President Trump just named Federal Housing Finance Agency Director Bill Pulte as his new acting Director of National Intelligence, replacing the outgoing Tulsi Gabbard — and the collective meltdown from the left tells you everything you need to know about whether this was the right call.
Because nothing terrifies Democrats more than a guy who already knows where the bodies are buried in their mortgage records. The horror.
Trump made the announcement on Truth Social, praising Pulte's track record and making it clear this wasn't a consolation prize. "William has deep experience managing the most sensitive matters in America, the safety and soundness of the Markets, and over 10 Trillion Dollars at Fannie Mae/Freddie Mac," Trump wrote. He also praised Gabbard for doing an "incredible job" and said the administration will "miss her."
Gabbard told Trump on May 22 that she needed to step down from the DNI role in order to support her husband, who was diagnosed with an extremely rare form of bone cancer. Her resignation takes effect June 30. Whatever you think of Gabbard's tenure — and she did push major declassification efforts and intelligence community reforms — that's a family-first decision we can all respect.
But here's where it gets fun. Pulte isn't some bureaucratic placeholder warming a chair until Trump finds a permanent nominee. This is the guy who, as FHFA Director and chairman of Fannie Mae and Freddie Mac, has been launching investigations into Trump's political opponents over mortgage fraud allegations. We're talking about referrals involving Federal Reserve Governor Lisa Cook, New York Attorney General Letitia James, Democratic Senator Adam Schiff, and former Democratic Representative Eric Swalwell.
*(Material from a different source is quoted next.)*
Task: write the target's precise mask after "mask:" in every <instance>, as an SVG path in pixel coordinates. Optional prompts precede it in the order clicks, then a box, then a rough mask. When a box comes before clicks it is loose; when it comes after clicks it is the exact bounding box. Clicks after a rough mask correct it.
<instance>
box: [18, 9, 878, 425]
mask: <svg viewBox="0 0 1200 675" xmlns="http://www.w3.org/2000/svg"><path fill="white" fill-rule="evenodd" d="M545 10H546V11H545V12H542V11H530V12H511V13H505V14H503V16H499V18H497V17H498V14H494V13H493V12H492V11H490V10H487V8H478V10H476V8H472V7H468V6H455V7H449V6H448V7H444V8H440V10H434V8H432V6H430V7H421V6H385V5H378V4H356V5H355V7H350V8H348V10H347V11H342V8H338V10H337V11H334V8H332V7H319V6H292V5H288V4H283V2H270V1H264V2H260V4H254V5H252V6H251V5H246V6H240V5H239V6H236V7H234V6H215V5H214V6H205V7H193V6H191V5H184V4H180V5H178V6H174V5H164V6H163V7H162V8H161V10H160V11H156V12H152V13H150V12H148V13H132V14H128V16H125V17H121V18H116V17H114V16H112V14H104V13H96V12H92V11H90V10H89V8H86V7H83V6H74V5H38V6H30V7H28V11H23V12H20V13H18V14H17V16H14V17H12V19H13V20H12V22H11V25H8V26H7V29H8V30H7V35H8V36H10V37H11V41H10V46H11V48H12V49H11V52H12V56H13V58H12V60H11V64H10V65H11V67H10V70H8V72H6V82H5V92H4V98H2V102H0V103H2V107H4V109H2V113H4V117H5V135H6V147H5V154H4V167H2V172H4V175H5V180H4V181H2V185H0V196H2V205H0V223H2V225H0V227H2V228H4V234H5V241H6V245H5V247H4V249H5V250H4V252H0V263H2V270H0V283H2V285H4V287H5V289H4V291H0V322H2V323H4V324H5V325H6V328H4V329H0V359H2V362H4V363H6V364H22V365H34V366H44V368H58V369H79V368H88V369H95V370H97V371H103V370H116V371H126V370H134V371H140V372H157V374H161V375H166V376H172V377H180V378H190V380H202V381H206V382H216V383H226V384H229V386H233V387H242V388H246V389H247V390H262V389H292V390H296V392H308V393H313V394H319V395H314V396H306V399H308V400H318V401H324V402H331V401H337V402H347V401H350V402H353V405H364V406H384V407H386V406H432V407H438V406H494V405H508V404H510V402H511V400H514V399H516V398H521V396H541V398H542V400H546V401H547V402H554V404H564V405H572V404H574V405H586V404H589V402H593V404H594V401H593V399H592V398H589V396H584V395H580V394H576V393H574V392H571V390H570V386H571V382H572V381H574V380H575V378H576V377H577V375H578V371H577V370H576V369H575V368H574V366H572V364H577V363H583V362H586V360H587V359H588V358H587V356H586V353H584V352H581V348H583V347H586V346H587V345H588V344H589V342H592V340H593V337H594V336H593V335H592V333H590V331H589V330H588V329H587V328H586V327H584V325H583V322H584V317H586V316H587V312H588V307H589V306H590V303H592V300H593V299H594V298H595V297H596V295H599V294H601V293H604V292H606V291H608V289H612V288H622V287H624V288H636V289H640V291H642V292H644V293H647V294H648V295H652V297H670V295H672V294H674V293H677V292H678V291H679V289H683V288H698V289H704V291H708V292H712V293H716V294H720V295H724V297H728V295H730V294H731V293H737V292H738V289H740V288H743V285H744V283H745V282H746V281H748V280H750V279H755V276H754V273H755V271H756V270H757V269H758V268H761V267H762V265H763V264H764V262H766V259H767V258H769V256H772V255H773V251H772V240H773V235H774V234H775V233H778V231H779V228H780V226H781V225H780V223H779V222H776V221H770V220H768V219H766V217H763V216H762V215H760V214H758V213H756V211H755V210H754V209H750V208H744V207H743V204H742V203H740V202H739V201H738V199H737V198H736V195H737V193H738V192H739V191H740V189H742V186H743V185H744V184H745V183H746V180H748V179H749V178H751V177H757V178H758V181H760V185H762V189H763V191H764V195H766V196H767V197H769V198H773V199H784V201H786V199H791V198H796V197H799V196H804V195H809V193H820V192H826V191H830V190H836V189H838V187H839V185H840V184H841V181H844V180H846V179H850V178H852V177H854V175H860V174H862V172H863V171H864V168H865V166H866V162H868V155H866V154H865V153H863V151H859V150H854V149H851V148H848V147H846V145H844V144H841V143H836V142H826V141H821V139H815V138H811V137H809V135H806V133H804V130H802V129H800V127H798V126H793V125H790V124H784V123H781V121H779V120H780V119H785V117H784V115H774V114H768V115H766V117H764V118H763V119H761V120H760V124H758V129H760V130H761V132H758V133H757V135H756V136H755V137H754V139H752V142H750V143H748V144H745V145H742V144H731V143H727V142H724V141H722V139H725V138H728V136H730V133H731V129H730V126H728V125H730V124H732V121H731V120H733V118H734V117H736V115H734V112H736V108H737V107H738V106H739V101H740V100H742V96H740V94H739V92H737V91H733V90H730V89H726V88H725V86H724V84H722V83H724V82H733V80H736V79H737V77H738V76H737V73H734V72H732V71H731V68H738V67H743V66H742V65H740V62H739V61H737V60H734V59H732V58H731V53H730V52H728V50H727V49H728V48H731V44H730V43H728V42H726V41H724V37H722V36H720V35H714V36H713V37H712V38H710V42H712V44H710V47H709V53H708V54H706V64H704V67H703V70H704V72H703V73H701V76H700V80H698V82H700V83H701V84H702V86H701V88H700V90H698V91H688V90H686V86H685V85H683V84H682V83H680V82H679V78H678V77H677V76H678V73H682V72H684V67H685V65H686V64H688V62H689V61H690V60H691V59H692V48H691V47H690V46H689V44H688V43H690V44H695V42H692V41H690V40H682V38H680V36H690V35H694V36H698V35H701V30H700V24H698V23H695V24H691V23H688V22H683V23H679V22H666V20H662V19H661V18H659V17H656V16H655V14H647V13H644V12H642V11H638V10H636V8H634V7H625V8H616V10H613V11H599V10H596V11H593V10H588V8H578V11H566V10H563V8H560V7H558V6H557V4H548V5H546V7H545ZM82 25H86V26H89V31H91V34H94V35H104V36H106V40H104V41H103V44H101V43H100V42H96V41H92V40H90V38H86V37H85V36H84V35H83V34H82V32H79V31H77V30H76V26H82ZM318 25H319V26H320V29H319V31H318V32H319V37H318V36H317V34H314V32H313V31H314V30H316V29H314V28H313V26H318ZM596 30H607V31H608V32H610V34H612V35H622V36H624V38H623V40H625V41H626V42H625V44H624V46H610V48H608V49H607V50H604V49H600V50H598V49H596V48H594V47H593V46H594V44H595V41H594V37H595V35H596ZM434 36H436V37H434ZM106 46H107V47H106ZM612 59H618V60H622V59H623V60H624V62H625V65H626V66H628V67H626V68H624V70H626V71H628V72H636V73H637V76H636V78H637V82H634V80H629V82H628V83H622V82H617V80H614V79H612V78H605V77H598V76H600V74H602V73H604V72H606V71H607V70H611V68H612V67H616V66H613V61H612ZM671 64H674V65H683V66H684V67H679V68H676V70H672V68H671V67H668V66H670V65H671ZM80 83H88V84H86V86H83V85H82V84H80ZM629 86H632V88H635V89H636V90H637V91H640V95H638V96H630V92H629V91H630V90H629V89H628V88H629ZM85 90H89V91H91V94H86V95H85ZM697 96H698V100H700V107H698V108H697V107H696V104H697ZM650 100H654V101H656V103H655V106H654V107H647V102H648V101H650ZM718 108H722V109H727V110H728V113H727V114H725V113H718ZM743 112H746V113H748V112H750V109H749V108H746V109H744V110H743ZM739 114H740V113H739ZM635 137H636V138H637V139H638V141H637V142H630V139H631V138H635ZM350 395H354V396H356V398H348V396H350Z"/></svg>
Senate Minority Leader Chuck Schumer immediately took to X to call Pulte "a partisan thug with no experience in intelligence." Which is rich coming from Chuck Schumer, a man whose entire career has been an exercise in partisan thuggery dressed up in reading glasses and a press conference. Pulte has been overseeing over $10 trillion in assets at Fannie Mae and Freddie Mac. But sure, Chuck — he's just some random guy off the street.
The left's real problem isn't Pulte's résumé. It's that Trump is running the executive branch like a CEO who actually fires underperformers and promotes people who get results. Aaron Lukas, the Principal Deputy Director of National Intelligence, had previously been designated as acting DNI. Trump looked at the bench and said, "Nah, I want my guy." That's called leadership.
Pulte will retain his FHFA director role while serving as acting DNI, which means he'll have one foot in housing finance and the other in the intelligence community. Democrats will scream about conflicts of interest. The rest of us will note that a guy who already caught "faithful public servants" allegedly lying on mortgage applications might be exactly who you want reading intelligence briefings.
As Blaze News reported, the appointment has Democrats terrified that Pulte will use the Office of the Director of National Intelligence to go after Trump's political enemies. Translation: they're afraid someone competent is now sitting on top of 18 intelligence agencies with a flashlight and a bad attitude.
Good. Maybe it's time the intelligence community had a boss who isn't afraid to ask uncomfortable questions. Trump keeps reshuffling the deck, and every time he does, the same people panic. That's not a bug — that's the feature.